A meeting last year at the Ministry of Defence between Defence Secretary Liam Fox and the incoming UK ambassador to Israel, Matthew Gould, will form a key part of the inquiry into the relationship between Dr Fox and his best man, Adam Werritty.
Questions will also be raised about a dinner Mr Werritty helped arrange at the Herzliya Conference in February this year.
The JC can reveal that Mr Werritty was considered to be Dr Fox's "chief of staff" by some of those who dealt with him, although he had no official job within the MoD.
Dr Fox was forced to admit this week that his friend should not have been present at a sensitive meeting at the MoD with the ambassador-elect.
The Defence Secretary is known as a champion of Israel within the government. Speaking at the Herzliya Conference in February, which Mr Werritty also attended, he urged tougher sanctions against Iran, Mr Werritty's area of expertise.
An interim report into the affair from MoD Permanent Secretary Ursula Brennan was presented to the Prime Minister on Monday. In a letter to the Cabinet Secretary Sir Gus O'Donnell, Ms Brennan noted that other people had been present in only four of the 22 occasions on which Mr Werritty and Dr Fox had met at the MoD. Three of those were on the subject of Sri Lanka but the fourth concerned Israel.
"The fourth was an occasion when Mr Werritty was present during a meeting with the then forthcoming ambassador to Israel," she wrote. "Dr Fox acknowledges that it was not appropriate for Mr Werritty to have attended such a meeting at the MoD."
The next stage of the inquiry will look into all the meetings in closer detail. Mr Gould was appointed to his post in December 2009, but did not take it up until last autumn.

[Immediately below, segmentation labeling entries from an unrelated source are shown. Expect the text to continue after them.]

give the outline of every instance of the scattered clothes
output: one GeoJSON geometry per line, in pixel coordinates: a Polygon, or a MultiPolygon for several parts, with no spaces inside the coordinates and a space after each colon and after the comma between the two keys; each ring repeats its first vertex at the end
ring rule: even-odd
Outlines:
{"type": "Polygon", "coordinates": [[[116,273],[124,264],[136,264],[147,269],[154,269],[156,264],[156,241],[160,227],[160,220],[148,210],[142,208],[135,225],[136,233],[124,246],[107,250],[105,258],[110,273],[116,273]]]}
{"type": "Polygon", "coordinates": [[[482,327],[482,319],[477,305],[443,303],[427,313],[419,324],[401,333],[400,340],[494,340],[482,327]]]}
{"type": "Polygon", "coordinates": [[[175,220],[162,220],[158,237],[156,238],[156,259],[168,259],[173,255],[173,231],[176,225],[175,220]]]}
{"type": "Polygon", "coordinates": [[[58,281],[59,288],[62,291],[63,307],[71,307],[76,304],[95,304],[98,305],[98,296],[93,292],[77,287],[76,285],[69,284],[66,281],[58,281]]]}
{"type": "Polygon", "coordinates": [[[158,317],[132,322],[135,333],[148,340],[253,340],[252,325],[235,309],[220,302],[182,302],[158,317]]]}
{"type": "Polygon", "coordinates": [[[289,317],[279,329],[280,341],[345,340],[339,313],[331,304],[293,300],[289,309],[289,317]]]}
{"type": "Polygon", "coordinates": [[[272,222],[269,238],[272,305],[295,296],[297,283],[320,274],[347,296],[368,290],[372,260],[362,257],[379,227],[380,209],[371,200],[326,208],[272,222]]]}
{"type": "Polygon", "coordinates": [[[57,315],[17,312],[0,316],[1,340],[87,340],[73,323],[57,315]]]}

According to diary entries released by the MoD on Monday, the crucial meeting with Mr Gould took place on September 1 2010 with an FCO official present, as well as Mr Werrity.
The diary also has an entry for the Herzliya conference on February 6-7 2011 which states: "Adam Werritty helped to arrange and attended a dinner with political figures which SofS [Secretary of State] and HMA [Her Majesty's Ambassador] Tel Aviv attended".
Lee Petar, a former director of communications at Israel lobby group Bicom, has found himself at the centre of the storm around Mr Werritty. Mr Petar's PR company, Tetra Strategy, was employed by Harvey Boulter, the British businessman whose revelations have caused so much embarrassment to the Defence Secretary.
Mr Boulter's company, the Porton Group, employed Tetra to advise them on a claim against American company 3M. A statement issued by Tetra on Monday said: "The case concerned the development of new MRSA testing technology developed by the MoD. Tetra introduced its client to Adam Werritty in March 2011, widely believed at the time to be an official adviser to Dr Liam Fox. The purpose of the introduction was to brief the MoD on the litigation."
Tetra Strategy counts among its clients the investment company Tamares, owned by Bicom chairman Poju Zabludowicz.
The JC understands that Bicom paid for Mr Werritty to visit a previous Herzliya Conference,
while he was working for Dr Fox in opposition.